For Gritt (Birgitte Larsen), the titular character in Itonje Søimer Guttormsen’s dramatic feature that flirts with documentary modes, this feeling is a persistent state of being. Her simply existing is a reciprocal pressing down, a movement a moment too late, and an (albeit at least occasionally wilful) act of not seeing what others see. Gritt is a commentary on the exploitative and commercial nature of the arts industry. It also questions the responsibility of collaborative creativity through Gritt’s attempt (and failure) to work creatively with a local group of asylum seekers, using their experiences (lives, vulnerabilities, traumas) to tell an ‘important’ and moving story.

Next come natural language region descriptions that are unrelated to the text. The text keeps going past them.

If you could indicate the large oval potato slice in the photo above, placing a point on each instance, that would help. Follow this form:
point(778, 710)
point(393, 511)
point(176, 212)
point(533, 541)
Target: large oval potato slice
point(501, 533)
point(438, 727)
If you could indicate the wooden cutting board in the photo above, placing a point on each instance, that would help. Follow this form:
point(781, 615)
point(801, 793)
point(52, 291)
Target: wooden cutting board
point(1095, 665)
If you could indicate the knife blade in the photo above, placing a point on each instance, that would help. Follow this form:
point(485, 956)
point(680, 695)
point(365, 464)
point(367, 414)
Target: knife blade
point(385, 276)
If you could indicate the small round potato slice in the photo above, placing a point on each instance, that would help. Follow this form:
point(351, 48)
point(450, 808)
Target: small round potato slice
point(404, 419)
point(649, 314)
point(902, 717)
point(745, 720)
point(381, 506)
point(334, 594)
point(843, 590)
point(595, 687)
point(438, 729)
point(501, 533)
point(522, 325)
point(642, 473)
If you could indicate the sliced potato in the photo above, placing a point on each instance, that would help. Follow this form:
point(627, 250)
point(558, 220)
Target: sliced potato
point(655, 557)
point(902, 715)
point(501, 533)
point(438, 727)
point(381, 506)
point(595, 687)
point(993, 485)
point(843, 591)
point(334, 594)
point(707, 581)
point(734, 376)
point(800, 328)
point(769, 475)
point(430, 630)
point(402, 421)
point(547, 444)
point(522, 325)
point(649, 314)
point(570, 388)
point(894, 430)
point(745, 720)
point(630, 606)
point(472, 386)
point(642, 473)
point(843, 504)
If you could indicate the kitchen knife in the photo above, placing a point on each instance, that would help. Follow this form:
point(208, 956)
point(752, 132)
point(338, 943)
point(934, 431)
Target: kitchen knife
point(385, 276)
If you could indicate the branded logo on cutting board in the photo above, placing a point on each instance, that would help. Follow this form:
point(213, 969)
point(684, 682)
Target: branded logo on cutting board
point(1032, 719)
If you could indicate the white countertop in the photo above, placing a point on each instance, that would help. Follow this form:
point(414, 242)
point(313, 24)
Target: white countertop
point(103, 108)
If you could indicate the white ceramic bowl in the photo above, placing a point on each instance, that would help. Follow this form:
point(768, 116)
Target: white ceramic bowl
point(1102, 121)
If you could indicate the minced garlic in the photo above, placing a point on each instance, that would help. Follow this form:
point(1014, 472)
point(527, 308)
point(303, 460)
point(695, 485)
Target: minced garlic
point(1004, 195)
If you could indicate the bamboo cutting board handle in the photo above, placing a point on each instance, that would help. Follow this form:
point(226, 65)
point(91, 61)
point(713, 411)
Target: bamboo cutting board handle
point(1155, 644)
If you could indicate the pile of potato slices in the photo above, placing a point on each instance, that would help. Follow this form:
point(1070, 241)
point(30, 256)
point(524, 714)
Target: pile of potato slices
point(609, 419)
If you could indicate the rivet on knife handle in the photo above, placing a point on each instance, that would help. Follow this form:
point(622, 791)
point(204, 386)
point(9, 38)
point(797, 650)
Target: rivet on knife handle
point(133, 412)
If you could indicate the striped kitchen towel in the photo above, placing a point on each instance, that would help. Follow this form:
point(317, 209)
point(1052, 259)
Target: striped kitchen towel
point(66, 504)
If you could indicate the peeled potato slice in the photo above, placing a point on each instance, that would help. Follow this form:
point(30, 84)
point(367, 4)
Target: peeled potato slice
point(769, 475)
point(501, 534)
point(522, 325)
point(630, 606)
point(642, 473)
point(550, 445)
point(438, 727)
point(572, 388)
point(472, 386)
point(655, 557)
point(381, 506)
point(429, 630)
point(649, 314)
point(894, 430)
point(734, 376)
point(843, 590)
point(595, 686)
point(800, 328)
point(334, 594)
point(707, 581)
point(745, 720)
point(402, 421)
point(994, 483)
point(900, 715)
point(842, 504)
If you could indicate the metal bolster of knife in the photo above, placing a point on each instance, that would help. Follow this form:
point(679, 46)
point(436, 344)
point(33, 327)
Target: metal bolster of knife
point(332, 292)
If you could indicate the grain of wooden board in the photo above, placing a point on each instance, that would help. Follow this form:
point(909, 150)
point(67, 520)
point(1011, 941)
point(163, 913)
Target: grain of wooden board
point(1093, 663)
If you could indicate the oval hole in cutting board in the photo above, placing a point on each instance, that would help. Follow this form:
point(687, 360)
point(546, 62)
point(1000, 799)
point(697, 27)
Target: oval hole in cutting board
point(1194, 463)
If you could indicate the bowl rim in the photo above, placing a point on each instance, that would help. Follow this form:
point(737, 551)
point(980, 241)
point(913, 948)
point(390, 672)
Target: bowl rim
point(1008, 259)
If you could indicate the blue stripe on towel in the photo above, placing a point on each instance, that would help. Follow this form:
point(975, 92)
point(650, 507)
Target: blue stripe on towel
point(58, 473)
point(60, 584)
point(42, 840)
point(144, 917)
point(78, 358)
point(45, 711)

And, more pointedly, the film questions what role success plays in the thing its maker considers their practice.
By its very nature, the term ‘practice’ suggests an attempt yet it never so boldly claims an outcome. Creative practice, when it comes to films entered into competition, are at the very least in the running – if not in it entirely – for the prospect of winning. But what can a film win? Awards might equal influencing and engaging press, media, and potential sales and distribution agents, at least in more IRL times, anyway. But what else?
One of my favourite things about sitting in cinemas in Rotterdam, awaiting a programme to begin, was the split screen buzz puzzle that featured tweets, an emoji film title game, audience response shortlist, and other events under spotlight during the festival. It created a visual representation of the activity of other people seeing what I did not see. This year, aside from an occasional Tiger-related tweet or Insta post, I wasn’t even sure that I was missing out. My usual, an oddly intense FOMO for a festival I am physically at, was literally invisible this year.
In 2020, IFFR was the only film festival I attended IRL. This year, it is the first (and far from the last) festival I’ll attend online. Virtual IFFR has hit me harder than most, and not just because it was the last time I went anywhere, but also because I miss seeing the things that only I see when I attend: dinner at Tai Wu isn’t just great food it’s also a table surrounded by critical minds so sharp they are able to water and grow my own; a drink at De Doelen isn’t just a light beer but a chance encounter with someone whose art might change my life; a late night performance at WORM isn’t just an experience, it’s existing, in a moment and movement in time.
IFFR is where I saw a screen literally on fire, it is where I watched a film so formally affecting it evoked la petite mort, where I watched Mark Cousins axe a DCP and where Dr Peter Walsh and I filmed and performed a living picture presentation.
What I wonder about now, as the festival is ‘over’, is how I might escape Plague Island (aka The UK) in the coming months and (hoping for a miracle of being vaccinated in time) visit Eye Filmmuseum in Amsterdam to immerse myself in the spatial offering of this year’s Critics’ Choice collaboration, an event highest on my film criticism priority list. The exhibition notes say, “[F]ilm has always been much more than a projection on a screen… film, right from the start, was also a spatial experience. Film would not be film, a festival not a festival, and a museum not a museum, if that whole story was not told.”
What I miss/ed, this time, is only the whole story. Baise ma vie.